Commentaire • 0
Sur la décision
| Référence : | TJ Reims, ctx protection soc., 11 juil. 2025, n° 24/00187 |
|---|---|
| Numéro(s) : | 24/00187 |
| Importance : | Inédit |
| Dispositif : | Déboute le ou les demandeurs de l'ensemble de leurs demandes |
| Date de dernière mise à jour : | 28 juillet 2025 |
| Lire la décision sur le site de la juridiction |
Texte intégral
89A
MINUTE N° 25/319
11 Juillet 2025
Association DE [12]
C/
[9]
N° RG 24/00187 – N° Portalis DBZA-W-B7I-E2T4
CCC délivrées le :
à :
— [6]
— Me Delphine LEGRAS
FE délivrée le :
à :
— [9]
TRIBUNAL JUDICIAIRE
PÔLE SOCIAL
[Adresse 11]
[Localité 4]
Jugement rendu par mise à disposition, le 11 Juillet 2025,
les parties ayant été préalablement avisées conformément à l’article 450 alinéa 2 du code de procédure civile, après que la cause ait été débattue à l’audience du 09 Mai 2025.
A l’audience du 09 Mai 2025, lors des débats et du délibéré, le Tribunal était composé de :
Madame Annabelle DUCRUEZET, Juge,
Monsieur Jean Marie COUSIN, Assesseur représentant les employeurs,
Monsieur David DUPONT, Assesseur représentant les salariés,
assistés, lors des débats, de Madame Anne PAUL, greffière;
et lors du prononcé, de Madame Oriane MILARD, greffière,
ENTRE :
DEMANDERESSE :
Association [10]
[Adresse 2]
[Localité 4]
prise en la personne de son représentant légal,
non comparante, représentée par Maître Delphine LEGRAS de la SELARL D. LEGRAS, avocat au Barreau de REIMS, substituée par Maître Claire ALEXANDRE, avocat au Barreau de REIMS, comparante,
D’UNE PART,
ET
DÉFENDERESSE :
[9]
[Adresse 1]
[Localité 3]
représentée par Madame [P] [U], munie d’un pouvoir,
D’AUTRE PART.
EXPOSE DU LITIGE
Par requête adressée le 7 juin 2024 et reçue au greffe le 10 juin 2024, l’Association de [12], ci-après désignée l’association [5], a formé, par l’intermédiaire de son conseil, un recours devant le pôle social du tribunal judiciaire de Reims à l’encontre de la décision implicite de rejet de la commission de recours amiable, saisie d’une contestation de la décision rendue par la [7] ([8]) de la Marne du 6 décembre 2023 ayant pris en charge, au titre de la législation sur les risques professionnels, l’accident survenu à sa salariée Madame [I] [S] le 8 septembre 2023.
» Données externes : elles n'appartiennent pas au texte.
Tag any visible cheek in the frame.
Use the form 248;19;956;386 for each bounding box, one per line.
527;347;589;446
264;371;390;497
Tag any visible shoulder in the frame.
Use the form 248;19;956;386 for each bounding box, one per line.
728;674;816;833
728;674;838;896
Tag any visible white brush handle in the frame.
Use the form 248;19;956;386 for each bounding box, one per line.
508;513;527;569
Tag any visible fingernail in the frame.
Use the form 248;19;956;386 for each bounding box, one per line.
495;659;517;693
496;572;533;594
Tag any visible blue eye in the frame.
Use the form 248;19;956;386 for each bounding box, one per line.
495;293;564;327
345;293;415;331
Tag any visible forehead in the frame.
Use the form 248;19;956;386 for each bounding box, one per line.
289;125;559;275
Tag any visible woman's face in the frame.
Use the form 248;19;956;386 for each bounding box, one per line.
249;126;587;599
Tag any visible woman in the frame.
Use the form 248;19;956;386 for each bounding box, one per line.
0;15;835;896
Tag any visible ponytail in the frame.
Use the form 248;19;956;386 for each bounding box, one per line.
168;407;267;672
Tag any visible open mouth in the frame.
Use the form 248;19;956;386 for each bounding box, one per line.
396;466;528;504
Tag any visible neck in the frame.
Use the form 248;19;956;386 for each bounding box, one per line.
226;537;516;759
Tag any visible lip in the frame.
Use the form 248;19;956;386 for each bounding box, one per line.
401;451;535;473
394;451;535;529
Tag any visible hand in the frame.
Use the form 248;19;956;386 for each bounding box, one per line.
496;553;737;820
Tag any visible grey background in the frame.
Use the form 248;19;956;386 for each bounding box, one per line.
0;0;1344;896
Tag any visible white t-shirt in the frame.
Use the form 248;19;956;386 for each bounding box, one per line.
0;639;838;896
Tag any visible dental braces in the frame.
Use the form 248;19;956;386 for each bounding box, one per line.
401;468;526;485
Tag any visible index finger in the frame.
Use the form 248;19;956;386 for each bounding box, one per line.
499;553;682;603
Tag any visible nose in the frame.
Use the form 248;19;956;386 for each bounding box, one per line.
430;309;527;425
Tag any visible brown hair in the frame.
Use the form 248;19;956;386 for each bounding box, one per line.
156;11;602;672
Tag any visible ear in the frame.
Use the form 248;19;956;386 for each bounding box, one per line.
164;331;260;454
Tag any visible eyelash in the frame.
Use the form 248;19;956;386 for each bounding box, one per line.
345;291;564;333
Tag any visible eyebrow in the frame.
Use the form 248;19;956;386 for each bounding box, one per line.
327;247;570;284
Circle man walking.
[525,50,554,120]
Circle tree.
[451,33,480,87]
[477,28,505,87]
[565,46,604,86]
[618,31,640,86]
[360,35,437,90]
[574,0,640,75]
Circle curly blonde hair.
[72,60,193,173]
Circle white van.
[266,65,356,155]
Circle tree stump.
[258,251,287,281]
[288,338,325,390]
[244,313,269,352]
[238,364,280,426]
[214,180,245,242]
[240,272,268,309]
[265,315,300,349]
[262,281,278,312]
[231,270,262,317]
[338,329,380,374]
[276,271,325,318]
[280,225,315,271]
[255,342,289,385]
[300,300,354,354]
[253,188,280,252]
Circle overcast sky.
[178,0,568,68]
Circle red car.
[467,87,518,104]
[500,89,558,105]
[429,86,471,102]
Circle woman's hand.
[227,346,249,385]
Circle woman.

Les parties ont été régulièrement convoquées à l’audience du 18 octobre 2024, où l’affaire a fait l’objet d’un renvoi, à la demande de la partie demanderesse, à l’audience du 10 janvier 2025, puis à l’audience du 9 mai 2025, date à laquelle l’affaire a été retenue.
L’association [5], représentée par son conseil, s’est référée à ses conclusions déposées à l’audience du 9 mai 2025– auxquelles il convient de se référer pour un plus ample exposé des prétentions et moyens par application de l’article 455 du code de procédure civile – aux termes desquelles il est demandé au tribunal :
— de juger son recours recevable ;
— d’infirmer la décision de rejet implicite de la commission de recours amiable ;
— de lui déclarer inopposable la décision de la caisse primaire en date du 6 décembre 2023 de prise en charge des faits du 8 septembre 2023 au titre de la législation des accidents du travail ;
— de débouter la caisse primaire de toutes demandes plus amples ou contraires ;
— de condamner la caisse primaire aux entiers dépens.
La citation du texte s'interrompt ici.